Unable to move Mr. Lund watched a tall man come toward the shadows which hid Gipsey Lee.
“We ought to warn him,” Mr. Lund protested.
“Not on your life,” he was told. “This time it is punishment, not murder. She saved his life and he deserted her. Pereira’s pretending to be drunk. I wonder why. He dare not touch a drop because he has Bright’s disease in the last stages.”
A minute later Mr. Lund, indignant and commanding as his inches permitted, was shaking an angry finger at his host.
“You’ve no right to frighten me,” he exclaimed, “with your Gipsey Lee and Pereira when it was only poor Mrs. Clarke waiting for that drunken scamp of a husband who spends all he earns at the corner saloon.”
Heavy steps passed along the passage. It was Clarke making his bedward way to his wife’s verbal accompaniment.
“You ought to be pleased to get a thrill like that for nothing,” said Anthony Trent laughing. “I’d pay good money for it.”
“I don’t like it,” Mr.
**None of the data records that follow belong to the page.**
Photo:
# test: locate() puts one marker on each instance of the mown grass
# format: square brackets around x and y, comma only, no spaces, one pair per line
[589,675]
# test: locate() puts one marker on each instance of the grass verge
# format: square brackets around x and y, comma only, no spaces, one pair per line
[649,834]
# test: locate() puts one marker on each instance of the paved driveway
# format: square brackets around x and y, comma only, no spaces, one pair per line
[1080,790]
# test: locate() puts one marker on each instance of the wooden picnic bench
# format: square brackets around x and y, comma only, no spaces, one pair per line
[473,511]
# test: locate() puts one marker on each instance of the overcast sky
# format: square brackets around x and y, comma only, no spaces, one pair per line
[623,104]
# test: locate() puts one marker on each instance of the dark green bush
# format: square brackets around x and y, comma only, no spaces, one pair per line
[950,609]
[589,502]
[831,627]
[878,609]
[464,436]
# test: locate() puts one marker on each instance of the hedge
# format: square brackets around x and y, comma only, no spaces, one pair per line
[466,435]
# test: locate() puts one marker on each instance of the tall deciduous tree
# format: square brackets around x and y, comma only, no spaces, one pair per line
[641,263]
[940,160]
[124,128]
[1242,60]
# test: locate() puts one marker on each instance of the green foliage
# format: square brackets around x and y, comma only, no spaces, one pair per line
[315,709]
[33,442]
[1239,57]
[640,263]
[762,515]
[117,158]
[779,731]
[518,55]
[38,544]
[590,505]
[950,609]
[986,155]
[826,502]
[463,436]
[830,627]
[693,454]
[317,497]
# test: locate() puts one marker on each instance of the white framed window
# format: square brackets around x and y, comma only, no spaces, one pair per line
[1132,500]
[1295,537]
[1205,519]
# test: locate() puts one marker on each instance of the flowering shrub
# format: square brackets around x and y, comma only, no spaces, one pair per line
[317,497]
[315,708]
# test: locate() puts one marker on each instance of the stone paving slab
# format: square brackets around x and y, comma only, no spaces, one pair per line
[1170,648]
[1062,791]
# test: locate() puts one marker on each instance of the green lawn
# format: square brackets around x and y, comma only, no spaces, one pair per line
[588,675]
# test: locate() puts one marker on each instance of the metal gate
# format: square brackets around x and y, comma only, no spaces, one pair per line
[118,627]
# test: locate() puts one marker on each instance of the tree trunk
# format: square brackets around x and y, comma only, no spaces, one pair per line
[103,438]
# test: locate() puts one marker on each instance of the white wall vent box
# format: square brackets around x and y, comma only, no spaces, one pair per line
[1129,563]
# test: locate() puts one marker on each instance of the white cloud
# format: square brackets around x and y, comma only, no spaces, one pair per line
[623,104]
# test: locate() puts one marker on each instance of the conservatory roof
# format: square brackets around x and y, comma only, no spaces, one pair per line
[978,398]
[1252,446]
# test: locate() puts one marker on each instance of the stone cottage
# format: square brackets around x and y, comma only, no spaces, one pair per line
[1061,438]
Lund insisted. “I thought you meant it.”
“I did,” the other asserted, “for the moment. New York is full of such stories and if they don’t happen in this street they happen in another. They always happen after midnight and I’ve got to put them down on the old machine. Somewhere a Gipsey Lee is waiting for a defaulting South American banker or a Captain Despard is planning to get a priceless stone, or a humbler Vierick plotting to climb into an inviting window, or some one like your boyhood chum Blodgett planning to get his hands around some one’s throat.”
Anthony Trent leaned from the window and breathed in the soft night air.